Preprocessing from raw data 从原始数据处理

February 20, 2024 · View on GitHub

The following preprocessing steps can be quite tedious. Please post issues if you cannot run the scripts.
datasets: Amazon
-- Rating file in Files/Small subsets for experimentation
-- Meta files in Per-category files, [metadata], [image features]

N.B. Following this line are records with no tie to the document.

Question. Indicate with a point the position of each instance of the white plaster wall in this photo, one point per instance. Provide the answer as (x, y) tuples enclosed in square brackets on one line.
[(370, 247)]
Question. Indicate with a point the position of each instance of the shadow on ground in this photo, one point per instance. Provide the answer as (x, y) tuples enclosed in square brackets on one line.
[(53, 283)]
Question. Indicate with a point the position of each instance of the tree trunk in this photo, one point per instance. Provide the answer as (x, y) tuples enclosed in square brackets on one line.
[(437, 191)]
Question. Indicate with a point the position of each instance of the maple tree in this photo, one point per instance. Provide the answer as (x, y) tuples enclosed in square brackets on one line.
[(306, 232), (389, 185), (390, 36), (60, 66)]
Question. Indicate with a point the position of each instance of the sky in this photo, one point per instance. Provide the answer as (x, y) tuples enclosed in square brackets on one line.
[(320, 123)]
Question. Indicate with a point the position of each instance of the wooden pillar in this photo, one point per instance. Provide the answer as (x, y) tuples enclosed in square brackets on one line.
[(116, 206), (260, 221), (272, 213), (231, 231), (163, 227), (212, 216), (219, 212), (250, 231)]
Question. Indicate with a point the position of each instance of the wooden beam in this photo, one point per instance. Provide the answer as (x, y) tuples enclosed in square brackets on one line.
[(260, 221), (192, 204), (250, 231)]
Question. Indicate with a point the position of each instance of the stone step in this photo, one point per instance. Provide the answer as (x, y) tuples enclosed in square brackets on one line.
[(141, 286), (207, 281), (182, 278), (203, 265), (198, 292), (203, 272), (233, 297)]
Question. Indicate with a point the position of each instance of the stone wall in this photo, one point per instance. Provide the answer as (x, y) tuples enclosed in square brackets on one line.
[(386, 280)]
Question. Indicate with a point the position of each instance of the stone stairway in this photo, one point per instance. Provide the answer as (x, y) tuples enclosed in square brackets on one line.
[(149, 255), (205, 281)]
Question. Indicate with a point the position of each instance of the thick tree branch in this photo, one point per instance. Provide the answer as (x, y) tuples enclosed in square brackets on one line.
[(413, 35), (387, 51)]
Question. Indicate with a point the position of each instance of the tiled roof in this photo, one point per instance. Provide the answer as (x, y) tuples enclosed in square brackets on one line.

There has been an issue with the dataset site lately, as it automatically redirects to an updated version of the dataset. Keep pressing ESC to stop the redirecting action.

Step by step

Performing 5-core filtering, re-indexing - run 0rating2inter.ipynb
Train/valid/test data splitting - run 1spliting.ipynb
Reindexing feature IDs with generated IDs in step 1 - run 2reindex-feat.ipynb
Encoding text/image features - run 3feat-encoder.ipynb
Filling your data description file *.yaml under src/configs/dataset with the generated file names *.inter, *-feat.npy, etc.
Specifying your evaluated dataset by cmd: python -d sports -m BM3.

DualGNN requires additional operation to generate the u-u graph

Run dualgnn-gen-u-u-matrix.py on a dataset baby:
python dualgnn-gen-u-u-matrix.py -d baby
The generated u-u graph should be located in the same dir as the dataset.